The boarding house built America's cities. In eighteen fifty more than half the population of New York City either lived in a boarding house or took in boarders and the more than half meant the boarding house was not an alternative to the American home. The boarding house was the American home. Irish immigrants arriving at Castle Garden stepped off the boat and walked to a boarding house on the Lower East Side and the walking to a boarding house was the first act of every American life that began with a crossing. The boarding house near the factory was where the mill workers lived in Lowell Massachusetts and the living near the factory was the company's design because the Lowell mill girls were young women from New England farms and their parents would not let them go to the city unless the city provided a boarding house with a landlady who enforced a curfew and the enforcing of a curfew was the supervision that made industrialization possible. By eighteen eighty there were over a hundred thousand boarding houses in America and the hundred thousand was the infrastructure of migration that no government built and no government funded.
The boarding house table was where strangers became a household. You sat at a long table with twelve people and the twelve people were a clerk and a teacher and a telegraph operator and a traveling salesman and a widow and a man who said he was a doctor and might have been. The landlady served the food family style and the serving family style meant you passed the potatoes to a person whose name you had learned yesterday and the passing of potatoes to a person whose name you had learned yesterday was the intimacy and the intimacy was involuntary and the involuntary was the democracy. The boarding house was where Abraham Lincoln lived when he first came to Springfield Illinois. The boarding house was where Stephen Crane wrote Maggie: A Girl of the Streets. The boarding house was where countless American stories began because the boarding house was the staging ground and the staging ground was where you lived while you figured out who you were going to become in this city that did not yet know your name.
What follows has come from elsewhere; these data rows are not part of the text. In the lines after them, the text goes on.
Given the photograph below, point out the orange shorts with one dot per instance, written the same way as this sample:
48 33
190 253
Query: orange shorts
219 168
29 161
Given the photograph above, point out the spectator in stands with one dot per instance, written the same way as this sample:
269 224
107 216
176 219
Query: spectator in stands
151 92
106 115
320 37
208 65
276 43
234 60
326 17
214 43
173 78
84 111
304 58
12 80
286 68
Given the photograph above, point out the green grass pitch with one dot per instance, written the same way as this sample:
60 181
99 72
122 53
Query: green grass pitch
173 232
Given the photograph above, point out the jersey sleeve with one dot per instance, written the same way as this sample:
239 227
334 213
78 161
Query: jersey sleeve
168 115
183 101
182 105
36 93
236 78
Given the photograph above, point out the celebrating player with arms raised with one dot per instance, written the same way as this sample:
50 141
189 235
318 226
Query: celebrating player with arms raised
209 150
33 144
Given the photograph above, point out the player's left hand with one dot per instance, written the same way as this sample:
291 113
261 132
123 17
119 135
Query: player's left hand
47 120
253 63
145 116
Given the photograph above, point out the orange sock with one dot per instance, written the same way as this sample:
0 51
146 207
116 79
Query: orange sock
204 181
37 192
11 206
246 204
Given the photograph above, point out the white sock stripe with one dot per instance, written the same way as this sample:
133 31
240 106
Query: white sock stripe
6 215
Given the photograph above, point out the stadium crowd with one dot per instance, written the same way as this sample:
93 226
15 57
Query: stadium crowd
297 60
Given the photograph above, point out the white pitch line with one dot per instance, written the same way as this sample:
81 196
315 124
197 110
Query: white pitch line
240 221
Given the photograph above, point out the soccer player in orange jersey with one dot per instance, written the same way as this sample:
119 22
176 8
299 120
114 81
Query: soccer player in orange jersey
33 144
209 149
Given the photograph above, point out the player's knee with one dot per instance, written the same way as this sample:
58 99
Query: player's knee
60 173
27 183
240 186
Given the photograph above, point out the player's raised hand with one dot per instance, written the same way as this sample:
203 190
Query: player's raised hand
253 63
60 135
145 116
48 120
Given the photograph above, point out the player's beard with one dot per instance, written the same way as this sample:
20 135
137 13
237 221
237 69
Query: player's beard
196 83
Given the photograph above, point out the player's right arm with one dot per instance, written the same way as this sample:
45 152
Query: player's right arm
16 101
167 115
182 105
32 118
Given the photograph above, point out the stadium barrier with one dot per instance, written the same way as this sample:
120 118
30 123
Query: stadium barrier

The parlor was the room where the boarders gathered after dinner and the gathering was the society. The parlor had a piano that someone could play and the someone who could play was the entertainment. The parlor was where courtships happened under the landlady's eye and the landlady's eye was the chaperon that propriety required. The parlor was where the boarders read the newspaper aloud and discussed the election and the discussing of the election in a room full of strangers who shared a bathroom was the political discourse of nineteenth century America. The single room upstairs had a bed and a washstand and a hook on the door for your coat and the hook on the door for your coat was all the closet space you had and the all the closet space you had was enough because you owned one suit. The room cost between two and five dollars a week and the two to five dollars included three meals a day and the three meals a day was the economy that made the boarding house work because the landlady could feed twelve people for less than twelve people could feed themselves.
The boarding house is gone. Zoning laws killed it. Cities passed ordinances in the early twentieth century that separated residential from commercial and the separating meant a house could not also be a business and the house that could not also be a business was the end of the boarding house. The single room occupancy hotel replaced the boarding house and the replacing was the downgrade because the hotel did not serve dinner and the not serving dinner meant you ate alone and the eating alone was the isolation that the boarding house had solved. The apartment replaced the boarding house for the middle class and the replacing was the privacy that Americans decided they wanted more than community and the wanting privacy more than community was the choice that defined the twentieth century. Nobody passes the potatoes to a stranger anymore. Nobody sits at a long table with twelve people they did not choose. Nobody lives in a room with a hook on the door for their coat and eats three meals cooked by a woman whose rules are the civilization. The boarding house understood something about arrival that America has forgotten which is that the person who has just come to a new city needs not just a bed and a meal but a table with other people at it and the other people at the table are the difference between arrival and loneliness.